Wrong results on CUDA

HfCloud · March 18, 2024, 3:23pm

Hi, I compiled pytorch1.13.1, built with CUDA (CUDA11.6)，When I ran this code on the machine where pytorch was compiled, it worked properly, but when I put the compiled pytorch on another machine, (it was confirmed that torch.caua.is_available () is True), and I found wrong results on CUDA, as the following figure:

I used ldd and patchelf to make sure all the dependencies were bundled and migrated to the new machine. Is there anything that could be causing this problem, I have some knowledge of the PyTorch source code and need some ideas to figure this out.

ptrblck · March 18, 2024, 9:53pm

What’s the difference between the two machines? Are they using the same GPUs or from the same GPU family?
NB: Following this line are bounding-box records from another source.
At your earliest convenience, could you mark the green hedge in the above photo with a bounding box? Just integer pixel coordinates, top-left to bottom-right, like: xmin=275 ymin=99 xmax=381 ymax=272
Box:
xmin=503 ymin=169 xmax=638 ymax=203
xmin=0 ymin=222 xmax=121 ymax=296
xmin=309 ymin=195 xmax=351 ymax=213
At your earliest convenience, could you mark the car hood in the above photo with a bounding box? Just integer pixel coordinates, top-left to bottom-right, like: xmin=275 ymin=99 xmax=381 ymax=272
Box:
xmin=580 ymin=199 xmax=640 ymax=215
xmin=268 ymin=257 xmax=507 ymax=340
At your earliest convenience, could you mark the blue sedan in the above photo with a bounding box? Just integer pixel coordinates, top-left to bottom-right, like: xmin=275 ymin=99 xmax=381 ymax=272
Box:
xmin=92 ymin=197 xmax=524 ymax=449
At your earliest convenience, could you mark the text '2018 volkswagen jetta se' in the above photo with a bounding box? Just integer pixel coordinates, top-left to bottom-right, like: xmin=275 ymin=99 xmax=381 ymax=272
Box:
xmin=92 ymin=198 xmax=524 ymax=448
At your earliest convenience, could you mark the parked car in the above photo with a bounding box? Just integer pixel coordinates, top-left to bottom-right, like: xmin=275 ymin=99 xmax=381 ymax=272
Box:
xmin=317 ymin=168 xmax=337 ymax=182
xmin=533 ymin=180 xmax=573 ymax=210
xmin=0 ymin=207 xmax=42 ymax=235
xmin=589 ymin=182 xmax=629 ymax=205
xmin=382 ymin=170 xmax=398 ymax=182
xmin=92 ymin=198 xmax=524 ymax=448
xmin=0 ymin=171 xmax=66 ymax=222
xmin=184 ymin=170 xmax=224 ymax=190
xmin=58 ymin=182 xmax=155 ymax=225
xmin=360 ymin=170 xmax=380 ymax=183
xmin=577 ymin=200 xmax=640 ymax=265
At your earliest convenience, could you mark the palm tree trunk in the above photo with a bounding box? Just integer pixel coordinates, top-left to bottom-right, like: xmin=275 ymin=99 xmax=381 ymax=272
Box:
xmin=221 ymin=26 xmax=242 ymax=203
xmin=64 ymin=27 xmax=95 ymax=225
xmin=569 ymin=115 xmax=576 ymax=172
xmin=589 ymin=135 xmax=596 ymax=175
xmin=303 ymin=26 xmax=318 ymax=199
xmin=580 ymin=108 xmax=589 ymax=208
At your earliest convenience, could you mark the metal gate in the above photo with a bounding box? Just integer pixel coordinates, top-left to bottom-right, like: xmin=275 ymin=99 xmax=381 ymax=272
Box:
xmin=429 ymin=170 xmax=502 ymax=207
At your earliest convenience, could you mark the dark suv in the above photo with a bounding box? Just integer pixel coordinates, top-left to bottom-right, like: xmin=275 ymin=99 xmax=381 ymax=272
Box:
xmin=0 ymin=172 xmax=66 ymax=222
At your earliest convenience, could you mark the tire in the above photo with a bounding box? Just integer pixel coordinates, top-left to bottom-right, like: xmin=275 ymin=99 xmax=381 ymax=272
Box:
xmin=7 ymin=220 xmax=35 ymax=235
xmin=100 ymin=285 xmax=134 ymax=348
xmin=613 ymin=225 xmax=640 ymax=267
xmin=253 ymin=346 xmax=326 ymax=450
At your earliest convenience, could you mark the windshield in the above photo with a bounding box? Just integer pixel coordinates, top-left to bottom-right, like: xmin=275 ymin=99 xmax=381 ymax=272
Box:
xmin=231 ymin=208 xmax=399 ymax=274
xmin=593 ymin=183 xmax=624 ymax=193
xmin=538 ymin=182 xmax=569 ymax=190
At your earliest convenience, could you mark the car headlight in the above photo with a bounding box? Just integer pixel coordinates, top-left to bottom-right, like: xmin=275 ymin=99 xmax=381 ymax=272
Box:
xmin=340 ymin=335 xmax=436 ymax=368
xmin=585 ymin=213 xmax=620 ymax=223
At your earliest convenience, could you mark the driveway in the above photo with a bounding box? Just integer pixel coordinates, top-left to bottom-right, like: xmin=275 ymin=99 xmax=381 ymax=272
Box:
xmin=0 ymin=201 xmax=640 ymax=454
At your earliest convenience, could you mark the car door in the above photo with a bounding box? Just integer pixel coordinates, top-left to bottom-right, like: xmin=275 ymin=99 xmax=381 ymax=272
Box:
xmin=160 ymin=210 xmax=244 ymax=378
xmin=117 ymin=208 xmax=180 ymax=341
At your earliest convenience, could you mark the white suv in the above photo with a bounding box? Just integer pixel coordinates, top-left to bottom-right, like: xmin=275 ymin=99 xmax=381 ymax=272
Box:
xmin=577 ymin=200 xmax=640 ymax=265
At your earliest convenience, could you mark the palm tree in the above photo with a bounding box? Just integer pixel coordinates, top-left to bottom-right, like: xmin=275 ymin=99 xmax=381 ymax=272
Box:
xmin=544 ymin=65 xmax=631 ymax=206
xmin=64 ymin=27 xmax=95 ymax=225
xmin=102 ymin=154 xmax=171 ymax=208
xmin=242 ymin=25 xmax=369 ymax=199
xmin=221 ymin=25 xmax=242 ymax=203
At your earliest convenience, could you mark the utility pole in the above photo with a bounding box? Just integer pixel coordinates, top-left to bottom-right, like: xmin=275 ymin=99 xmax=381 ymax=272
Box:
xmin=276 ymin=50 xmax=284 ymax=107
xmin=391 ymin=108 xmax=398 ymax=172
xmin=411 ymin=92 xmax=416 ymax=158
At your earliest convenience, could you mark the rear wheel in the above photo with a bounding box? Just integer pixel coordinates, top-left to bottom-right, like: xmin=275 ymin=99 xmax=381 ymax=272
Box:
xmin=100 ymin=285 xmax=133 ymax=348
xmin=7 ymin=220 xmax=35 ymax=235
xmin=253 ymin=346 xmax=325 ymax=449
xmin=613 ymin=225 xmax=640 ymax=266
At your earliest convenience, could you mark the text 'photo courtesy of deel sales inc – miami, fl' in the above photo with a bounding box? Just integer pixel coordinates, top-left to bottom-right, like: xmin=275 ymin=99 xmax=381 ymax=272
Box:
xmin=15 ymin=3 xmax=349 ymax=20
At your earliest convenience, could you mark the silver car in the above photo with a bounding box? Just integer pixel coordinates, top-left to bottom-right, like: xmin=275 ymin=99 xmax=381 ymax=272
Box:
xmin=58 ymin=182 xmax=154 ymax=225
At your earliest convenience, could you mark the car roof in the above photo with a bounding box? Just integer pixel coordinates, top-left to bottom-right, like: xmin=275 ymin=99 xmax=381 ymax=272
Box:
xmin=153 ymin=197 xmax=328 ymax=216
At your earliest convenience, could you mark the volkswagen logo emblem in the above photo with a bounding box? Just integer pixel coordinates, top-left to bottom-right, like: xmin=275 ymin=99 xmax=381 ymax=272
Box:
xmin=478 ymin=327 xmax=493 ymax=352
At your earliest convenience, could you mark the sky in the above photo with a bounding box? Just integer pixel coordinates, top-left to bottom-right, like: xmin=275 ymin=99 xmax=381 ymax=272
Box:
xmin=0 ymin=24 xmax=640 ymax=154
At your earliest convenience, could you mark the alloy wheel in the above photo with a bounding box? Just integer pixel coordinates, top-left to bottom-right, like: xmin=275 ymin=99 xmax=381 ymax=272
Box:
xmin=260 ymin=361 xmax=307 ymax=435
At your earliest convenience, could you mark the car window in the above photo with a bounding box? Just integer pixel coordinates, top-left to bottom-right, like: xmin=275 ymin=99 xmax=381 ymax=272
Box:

HfCloud · March 19, 2024, 1:51am

Thanks for your reply and reminder. The pytorch was compiled in a docker container which was installed ubuntu 20.04 and cuda toolkit 11.6, and it worked properly (results are corret) on ArchLinux-latest(the docker container also runs on it) with 2 RTX 8000 GPUs, Nvidia driver version is 535.113.01.
The another machine which got wrong results is installed ubuntu 22.04, with an A100 80G GPU, Nvidia driver version is 535.154.05.
That’s a weird question.

I’m also trying to switch to the v1.13.1 binary library I downloaded from the official website(pytorch.org), because I notice that on the “another machine” official pytorch1.13.1 (installed by conda) can give correct results. but both pre-cxx11-abi version and cxx11-abi will cause tons of linking error(both g++ and clang++). (While windows version works fine with msvc toolchain)

HfCloud · March 19, 2024, 1:54am

All operations will result in 0, not only ones, add.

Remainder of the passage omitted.